Und wenn Friedrich der Große nach dem Recht des Krieges die Hilfsquellen
des wohlhabenden Landes für seine Zwecke in vollstem Maße in Anspruch
nahm, so kann ihm dies nur derjenige zum Vorwurf machen, der nicht weiß
daß der König während dieses 7jährigen Kampfes auf Tod und Leben, den er
mit fast dem ganzen übrigen Europa führen mußte, die Kräfte seines eigenen
damals noch kleinen Staates bis zur völligen Erschöpfung angespannt hatte.
Wir werden also den Dresdner Schuldirector seinem Schmerze allein
überlassen, wenn er wiederholt darüber jammert, daß Friedrich seinen Feinden
nicht unterlegen sei, wenn er z. B. nach Erwähnung der Schlacht bei Cuners-
dorf unwillig ausruft: „So günstig die Gelegenheit zur Vernichtung des
Gegners war, so ließen sie doch die Sieger unbenutzt vorübergehen.
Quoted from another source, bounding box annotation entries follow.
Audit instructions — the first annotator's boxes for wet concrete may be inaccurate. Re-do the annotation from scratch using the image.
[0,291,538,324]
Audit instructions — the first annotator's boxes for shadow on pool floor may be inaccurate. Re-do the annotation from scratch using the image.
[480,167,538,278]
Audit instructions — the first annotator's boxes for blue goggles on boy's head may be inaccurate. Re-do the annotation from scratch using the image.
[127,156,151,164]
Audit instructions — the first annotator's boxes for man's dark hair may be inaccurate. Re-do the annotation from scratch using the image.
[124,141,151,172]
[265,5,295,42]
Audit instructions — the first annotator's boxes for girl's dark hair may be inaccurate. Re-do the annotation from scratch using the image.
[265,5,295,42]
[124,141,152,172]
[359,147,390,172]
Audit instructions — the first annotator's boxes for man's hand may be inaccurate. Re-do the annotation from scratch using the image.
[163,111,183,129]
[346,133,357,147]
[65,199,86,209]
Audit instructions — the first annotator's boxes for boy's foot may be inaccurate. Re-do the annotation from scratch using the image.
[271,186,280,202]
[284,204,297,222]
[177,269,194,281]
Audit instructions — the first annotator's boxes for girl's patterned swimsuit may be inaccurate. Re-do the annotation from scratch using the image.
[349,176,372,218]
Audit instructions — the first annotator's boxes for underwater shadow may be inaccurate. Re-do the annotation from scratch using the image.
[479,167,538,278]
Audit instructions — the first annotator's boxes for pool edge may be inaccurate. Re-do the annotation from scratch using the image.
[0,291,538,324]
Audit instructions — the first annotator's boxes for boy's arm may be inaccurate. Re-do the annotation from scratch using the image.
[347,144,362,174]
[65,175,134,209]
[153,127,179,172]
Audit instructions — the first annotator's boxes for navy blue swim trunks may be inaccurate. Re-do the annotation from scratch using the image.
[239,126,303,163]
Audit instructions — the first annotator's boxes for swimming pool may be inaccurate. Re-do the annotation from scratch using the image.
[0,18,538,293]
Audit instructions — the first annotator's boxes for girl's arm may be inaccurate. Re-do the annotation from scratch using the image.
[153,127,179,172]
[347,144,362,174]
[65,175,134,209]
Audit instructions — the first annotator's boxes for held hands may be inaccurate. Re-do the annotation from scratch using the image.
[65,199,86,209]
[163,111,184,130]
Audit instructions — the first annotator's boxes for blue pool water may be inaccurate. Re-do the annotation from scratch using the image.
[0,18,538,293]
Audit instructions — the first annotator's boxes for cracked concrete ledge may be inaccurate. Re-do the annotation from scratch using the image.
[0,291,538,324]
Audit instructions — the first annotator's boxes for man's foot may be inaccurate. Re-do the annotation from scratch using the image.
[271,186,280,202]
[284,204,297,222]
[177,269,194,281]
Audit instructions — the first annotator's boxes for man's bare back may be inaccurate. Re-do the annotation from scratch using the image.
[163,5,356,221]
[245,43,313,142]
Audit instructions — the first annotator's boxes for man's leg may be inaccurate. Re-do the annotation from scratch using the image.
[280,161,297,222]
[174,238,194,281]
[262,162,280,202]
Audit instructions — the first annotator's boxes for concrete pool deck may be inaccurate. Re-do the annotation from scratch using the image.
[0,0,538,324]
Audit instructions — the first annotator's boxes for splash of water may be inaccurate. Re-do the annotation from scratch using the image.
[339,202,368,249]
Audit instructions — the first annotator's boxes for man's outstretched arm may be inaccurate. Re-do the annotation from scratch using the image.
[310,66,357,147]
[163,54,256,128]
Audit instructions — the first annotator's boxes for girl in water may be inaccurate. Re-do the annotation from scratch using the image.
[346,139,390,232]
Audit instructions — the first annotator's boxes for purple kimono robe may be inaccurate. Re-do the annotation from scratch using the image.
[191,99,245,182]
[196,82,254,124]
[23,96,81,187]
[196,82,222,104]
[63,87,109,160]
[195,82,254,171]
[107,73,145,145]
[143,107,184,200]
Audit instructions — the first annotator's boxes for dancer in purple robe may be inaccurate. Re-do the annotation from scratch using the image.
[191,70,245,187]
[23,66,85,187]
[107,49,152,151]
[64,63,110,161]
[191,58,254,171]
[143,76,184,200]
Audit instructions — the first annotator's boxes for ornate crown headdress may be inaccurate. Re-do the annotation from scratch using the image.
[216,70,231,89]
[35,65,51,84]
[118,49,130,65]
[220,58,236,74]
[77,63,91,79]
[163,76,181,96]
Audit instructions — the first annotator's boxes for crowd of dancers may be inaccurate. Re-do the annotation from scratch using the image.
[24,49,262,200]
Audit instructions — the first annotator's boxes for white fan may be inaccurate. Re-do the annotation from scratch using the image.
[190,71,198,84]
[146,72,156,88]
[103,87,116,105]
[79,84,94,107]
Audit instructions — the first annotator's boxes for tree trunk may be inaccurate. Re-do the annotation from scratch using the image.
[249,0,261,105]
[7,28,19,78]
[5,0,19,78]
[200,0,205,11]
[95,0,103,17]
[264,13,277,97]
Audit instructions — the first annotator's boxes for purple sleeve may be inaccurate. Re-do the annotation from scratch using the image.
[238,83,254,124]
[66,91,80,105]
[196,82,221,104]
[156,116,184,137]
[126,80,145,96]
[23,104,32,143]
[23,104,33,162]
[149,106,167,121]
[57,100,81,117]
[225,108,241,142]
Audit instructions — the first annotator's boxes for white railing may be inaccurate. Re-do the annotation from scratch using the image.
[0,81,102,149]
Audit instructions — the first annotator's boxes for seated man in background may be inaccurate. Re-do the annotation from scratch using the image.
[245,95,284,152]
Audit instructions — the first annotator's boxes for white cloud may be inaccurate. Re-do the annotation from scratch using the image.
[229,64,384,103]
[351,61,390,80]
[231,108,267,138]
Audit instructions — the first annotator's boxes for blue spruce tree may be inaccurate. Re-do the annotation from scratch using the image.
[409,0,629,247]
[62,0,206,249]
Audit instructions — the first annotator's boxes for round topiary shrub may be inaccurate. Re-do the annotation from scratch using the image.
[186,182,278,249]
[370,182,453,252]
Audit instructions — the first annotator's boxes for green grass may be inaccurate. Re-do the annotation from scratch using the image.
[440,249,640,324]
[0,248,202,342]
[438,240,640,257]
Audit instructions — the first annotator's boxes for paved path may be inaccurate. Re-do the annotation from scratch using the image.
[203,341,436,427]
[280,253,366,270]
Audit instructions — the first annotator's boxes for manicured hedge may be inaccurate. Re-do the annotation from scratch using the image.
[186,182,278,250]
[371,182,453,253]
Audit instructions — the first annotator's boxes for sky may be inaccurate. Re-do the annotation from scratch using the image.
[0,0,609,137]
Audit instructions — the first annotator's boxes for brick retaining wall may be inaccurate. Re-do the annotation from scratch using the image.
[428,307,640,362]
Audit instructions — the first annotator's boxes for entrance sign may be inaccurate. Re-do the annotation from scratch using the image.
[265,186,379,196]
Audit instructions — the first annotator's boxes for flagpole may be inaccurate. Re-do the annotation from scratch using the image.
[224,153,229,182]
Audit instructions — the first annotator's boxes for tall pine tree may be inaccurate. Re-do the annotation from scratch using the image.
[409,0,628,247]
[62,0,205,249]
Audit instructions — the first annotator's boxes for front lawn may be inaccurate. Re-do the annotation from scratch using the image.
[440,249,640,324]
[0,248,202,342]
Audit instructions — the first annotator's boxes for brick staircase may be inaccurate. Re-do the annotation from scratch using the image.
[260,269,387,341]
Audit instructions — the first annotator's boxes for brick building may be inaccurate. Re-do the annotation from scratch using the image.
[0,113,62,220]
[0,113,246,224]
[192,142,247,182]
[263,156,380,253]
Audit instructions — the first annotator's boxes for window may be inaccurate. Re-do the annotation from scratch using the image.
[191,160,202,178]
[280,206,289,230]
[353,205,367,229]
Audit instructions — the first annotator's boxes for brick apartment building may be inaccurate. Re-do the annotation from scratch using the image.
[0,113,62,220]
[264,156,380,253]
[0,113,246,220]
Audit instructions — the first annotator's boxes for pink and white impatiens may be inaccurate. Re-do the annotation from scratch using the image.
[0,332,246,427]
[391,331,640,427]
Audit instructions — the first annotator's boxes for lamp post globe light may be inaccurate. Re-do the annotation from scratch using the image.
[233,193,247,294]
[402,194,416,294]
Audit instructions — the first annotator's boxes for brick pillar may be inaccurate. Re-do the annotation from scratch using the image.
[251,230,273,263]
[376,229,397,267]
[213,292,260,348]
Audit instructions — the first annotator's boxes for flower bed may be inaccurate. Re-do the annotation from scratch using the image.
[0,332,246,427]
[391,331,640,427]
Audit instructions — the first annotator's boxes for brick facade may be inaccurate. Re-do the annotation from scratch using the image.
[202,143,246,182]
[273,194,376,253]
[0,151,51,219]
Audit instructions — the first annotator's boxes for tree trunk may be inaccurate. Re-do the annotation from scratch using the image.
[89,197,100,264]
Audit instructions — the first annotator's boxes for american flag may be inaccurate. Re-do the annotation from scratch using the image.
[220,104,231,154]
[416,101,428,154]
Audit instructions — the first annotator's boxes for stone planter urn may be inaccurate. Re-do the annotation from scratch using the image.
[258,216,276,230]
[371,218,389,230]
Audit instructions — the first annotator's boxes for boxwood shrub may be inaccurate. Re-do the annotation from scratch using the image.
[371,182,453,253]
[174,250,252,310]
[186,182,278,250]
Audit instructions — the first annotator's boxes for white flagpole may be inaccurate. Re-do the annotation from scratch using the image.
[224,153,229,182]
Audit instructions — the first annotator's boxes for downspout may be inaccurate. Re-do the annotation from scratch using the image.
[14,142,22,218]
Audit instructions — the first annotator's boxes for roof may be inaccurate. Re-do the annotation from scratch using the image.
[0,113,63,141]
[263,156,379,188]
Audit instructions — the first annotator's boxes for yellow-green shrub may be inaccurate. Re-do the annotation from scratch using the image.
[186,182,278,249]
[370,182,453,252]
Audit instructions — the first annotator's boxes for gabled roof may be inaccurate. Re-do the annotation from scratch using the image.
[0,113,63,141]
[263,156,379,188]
Kaum
dürfte in der Kriegsgeschichte ein zweites Beispiel von so unerhörter Nicht¬
beachtung der günstigsten Umstände vorkommen." —
Diese jämmerliche Gehässigkeit gegen den Staat, dem wir unsere natio¬
nale Wiedergeburt verdanken sollten, verdoppelt sich natürlich bei der Erzäh¬
lung der Ereignisse von 1813—15. Es kennzeichnet diese „Geschichte des
Königreichs Sachsen" hinlänglich, daß von der Schmach und Schande,
die auf Deutschland in der Napoleonischen Zeit lastete, kein Sterbenswort
zu lesen ist, daß der unvergleichliche Aufschwung des preußischen Volkes im
Frühling 1813 mit keiner Silbe erwähnt wird, daß man die Namen eines
Scharnhorst und Stein vergebens darin sucht, daß selbst einer der edelsten
Söhne Sachsens, dessen Heldentod für das gemeinsam große Vaterland die
deutsche Jugend stets mit Begeisterung erfüllen wird, daß Theodor Körner
mit völligem Stillschweigen gestraft wird. Um so lauter ertönt natürlich der
Hymnus auf die alte Sachsentreue gegen das angestammte Fürstenhaus und
das Klagelied wegen der „unglückseligen Theilung".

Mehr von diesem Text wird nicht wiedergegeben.